心配するな全部が終わったら総務部に事情を説明しといてやるから。」


「大丈夫ですか。戻ったら有給全部なくて。無断欠勤になって減給とか嫌ですよ。」


「は〜。お前ね〜もうちょっと上司を信用してもいいんじゃないの?まあ安心して取材をしてこい。」


「わかりましたよ。でもほんっとに頼みますよ。」


「ああ、任せとけ。それじゃあ気を付けろよ。何かあったら直ぐ連絡しろよな。」


「了解です。それじゃあ切りますよ。」


「ああ。」


 電話を切ってから、飲みかけのビールを一気に呑み干した私は内心とても興奮していた。 

 冷蔵庫からもう一本のビールを取り出し開けてからスマホを見ると、メールが届いていて中身はさっきのキャップのアドレスと電話番号だった。

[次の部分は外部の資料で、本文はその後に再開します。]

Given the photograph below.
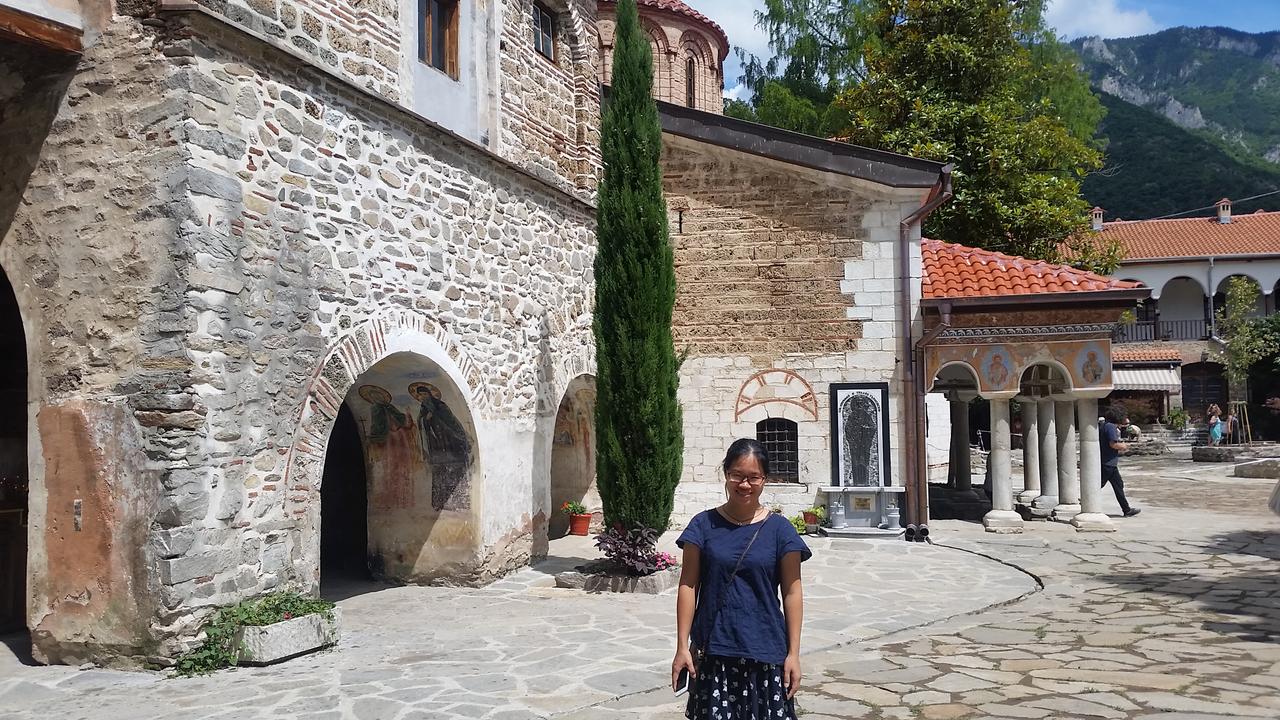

それを見てふと思い出したように、東山という記者の顔写真を送ってもらう様に頼むメールを送りビールを一口飲もうとすると、直ぐに返信が返って来た。メールに添付された画像を開くと、30代ぐらいで眼鏡をかけたじょせいんおの顔が写っていて。その顔は、八王子警察署の記者クラブで自分のことをさっき帰ったと言った記者その人だった。